Action 13 - Campaign for change

Azza Nasr, 35, from Egypt, is a dentist by day and Girl Guide leader by night. As a mother, she is committed to campaigning for change across Egypt to ensure the mindset around violence against girls and women is changed…

Action 13: Campaign for change WAGGGS


Is violence a common occurrence in your community?

Domestic violence and sexual harassment is a big issue. It happens on public transport and even outside educational institutions. I’ve seen boys and young men gather around the school gates, to harass girls or follow them as they leave. Harassment is usually verbal, but it can escalate to touching or physical assault. As Girl Guides, we have been campaigning to put a stop to violence against girls and women, through educational sessions, marches and rallies. 

If a girl is being abused or harassed, is she able to speak out about it? 

Girls often feel like it’s their fault and for that reason, they don’t want to report it. At the Egyptian Federation for Scouts and Girl Guides, we are running sessions to address this culture. We tell them it’s not their fault. The girl is not the provoker. It’s important to speak out. 

How do girls react when you encourage them to speak out?

Some girls have showed resistance, but others are cooperating. Most girls we talk to understand the importance of speaking out. It’s working as well. When I follow up with our Girl Guides, they tell me how they’ve taken action and how they’ve defended girls who are being harassed on the bus. We have seen a real transformation.

How are you campaigning for change? 

We are joining forces with the government and other NGOs and we are making our voices heard as far as possible.

Action 13: Campaign for change Egypt WAGGGS


What do you hope to achieve by campaigning for change?

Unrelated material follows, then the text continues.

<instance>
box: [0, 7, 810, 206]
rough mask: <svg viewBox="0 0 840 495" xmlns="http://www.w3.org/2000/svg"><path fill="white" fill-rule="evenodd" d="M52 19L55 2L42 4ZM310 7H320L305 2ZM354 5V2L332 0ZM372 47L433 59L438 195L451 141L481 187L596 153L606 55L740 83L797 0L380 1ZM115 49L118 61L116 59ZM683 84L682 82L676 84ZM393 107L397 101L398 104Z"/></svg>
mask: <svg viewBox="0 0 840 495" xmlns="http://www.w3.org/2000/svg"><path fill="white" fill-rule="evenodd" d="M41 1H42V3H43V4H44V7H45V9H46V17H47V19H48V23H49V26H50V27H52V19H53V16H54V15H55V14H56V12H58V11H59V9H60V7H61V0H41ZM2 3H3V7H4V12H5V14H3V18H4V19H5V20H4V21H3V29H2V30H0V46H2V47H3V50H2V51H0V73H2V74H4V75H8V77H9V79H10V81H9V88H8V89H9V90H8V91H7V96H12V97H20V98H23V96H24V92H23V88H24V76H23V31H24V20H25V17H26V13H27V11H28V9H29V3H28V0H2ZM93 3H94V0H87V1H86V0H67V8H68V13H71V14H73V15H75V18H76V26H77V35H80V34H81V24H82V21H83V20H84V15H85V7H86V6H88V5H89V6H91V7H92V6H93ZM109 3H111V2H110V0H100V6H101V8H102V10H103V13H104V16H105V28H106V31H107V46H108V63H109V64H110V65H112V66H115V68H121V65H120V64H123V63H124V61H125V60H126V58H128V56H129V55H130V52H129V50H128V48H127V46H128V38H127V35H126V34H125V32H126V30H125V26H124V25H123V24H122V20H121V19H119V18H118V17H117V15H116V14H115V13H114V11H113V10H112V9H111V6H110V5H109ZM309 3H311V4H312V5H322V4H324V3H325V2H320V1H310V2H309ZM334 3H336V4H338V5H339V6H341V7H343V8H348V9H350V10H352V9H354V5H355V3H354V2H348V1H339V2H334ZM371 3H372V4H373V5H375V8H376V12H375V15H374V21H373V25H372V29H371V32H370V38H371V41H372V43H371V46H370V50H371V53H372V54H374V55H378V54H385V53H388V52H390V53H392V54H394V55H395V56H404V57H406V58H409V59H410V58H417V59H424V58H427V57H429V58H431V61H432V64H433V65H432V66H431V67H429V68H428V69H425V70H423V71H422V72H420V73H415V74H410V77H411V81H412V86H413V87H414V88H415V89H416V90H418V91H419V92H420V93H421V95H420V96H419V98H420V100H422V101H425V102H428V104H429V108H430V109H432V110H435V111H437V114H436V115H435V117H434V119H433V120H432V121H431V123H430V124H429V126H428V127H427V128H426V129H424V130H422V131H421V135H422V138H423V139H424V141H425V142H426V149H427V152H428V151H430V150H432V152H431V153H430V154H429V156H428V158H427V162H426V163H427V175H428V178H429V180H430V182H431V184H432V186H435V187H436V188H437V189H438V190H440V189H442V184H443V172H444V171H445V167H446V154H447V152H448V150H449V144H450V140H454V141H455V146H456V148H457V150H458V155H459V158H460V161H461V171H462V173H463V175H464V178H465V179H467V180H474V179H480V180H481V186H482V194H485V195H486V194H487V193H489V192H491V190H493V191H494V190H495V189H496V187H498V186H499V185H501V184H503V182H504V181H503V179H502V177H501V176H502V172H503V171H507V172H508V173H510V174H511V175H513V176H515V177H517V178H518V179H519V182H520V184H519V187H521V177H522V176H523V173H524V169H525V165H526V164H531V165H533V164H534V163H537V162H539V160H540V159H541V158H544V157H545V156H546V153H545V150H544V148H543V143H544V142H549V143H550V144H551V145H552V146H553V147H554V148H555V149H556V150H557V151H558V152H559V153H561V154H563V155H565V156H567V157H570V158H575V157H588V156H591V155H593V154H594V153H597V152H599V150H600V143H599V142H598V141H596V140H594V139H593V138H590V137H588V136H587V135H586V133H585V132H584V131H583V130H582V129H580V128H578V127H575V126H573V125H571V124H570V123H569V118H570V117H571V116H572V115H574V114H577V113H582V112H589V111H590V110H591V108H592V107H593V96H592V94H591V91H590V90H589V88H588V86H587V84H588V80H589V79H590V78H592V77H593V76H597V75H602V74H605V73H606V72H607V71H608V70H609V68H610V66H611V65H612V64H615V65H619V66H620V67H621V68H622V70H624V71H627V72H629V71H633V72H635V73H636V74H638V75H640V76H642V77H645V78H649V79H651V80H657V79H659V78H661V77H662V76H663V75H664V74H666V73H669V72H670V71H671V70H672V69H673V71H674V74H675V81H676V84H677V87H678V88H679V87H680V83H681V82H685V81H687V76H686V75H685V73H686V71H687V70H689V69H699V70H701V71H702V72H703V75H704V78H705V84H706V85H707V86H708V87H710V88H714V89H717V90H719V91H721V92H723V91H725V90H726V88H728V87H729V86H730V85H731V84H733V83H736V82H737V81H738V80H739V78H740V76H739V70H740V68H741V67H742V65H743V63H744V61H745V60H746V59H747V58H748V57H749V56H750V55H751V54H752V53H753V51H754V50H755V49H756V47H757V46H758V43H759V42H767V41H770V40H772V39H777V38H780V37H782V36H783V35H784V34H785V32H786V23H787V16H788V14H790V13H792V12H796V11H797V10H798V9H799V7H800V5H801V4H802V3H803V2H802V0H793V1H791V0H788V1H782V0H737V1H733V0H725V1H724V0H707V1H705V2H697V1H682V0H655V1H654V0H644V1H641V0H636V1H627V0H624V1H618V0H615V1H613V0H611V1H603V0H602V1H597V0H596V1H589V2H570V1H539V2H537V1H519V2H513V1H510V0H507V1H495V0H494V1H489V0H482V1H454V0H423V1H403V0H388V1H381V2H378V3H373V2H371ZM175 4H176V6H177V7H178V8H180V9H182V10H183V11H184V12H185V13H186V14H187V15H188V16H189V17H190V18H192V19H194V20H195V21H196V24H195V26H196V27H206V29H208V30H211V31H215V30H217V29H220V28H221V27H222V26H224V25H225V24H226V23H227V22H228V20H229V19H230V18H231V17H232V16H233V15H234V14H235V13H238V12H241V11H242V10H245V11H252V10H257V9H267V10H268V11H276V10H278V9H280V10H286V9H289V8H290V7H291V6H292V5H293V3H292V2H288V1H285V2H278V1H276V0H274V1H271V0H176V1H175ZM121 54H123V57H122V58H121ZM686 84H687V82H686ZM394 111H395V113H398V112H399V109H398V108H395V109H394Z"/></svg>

We want to change the mindset of people and make sure survivors of gender-based violence know it’s not their fault. The penalty for rape now carries up to the death penalty, but girls are still fearful to report instances of violence. It can be hard as girls can face issues when they report the crime. In some instances, the perpetrator will offer to marry the survivor and families have been known to accept the offer to protect their honour. It’s not the answer, as the survivor may be subjected to further assault. We need to educate people so they understand why violence is wrong.

What motivates you to work on this issue? 

I have a daughter and I want to make sure the world is a better place when she grows up. I’ve also met survivors of gender-based violence – and it’s clear it’s an issue that must be addressed. Violence extends to Female Genital Mutilation (FGM) which is still practised in poorer parts of the country. The consequences are life-changing and girls and women must be able to speak out about what’s happened to them. I am committed to addressing this issue, along with the Government, NGOS and my Girl Guide group, who is campaigning to put a stop to this practice.  

In your experience, how has Girl Guiding supported those who’ve suffered violence? 

Personally, Girl Guides has provided a safe space for me to speak out, without the fear of being judged. It’s an opportunity for girls to learn, evolve and flourish. Girls are able to forge a connection, create a sense of sisterhood and stand up for each other no matter the consequence.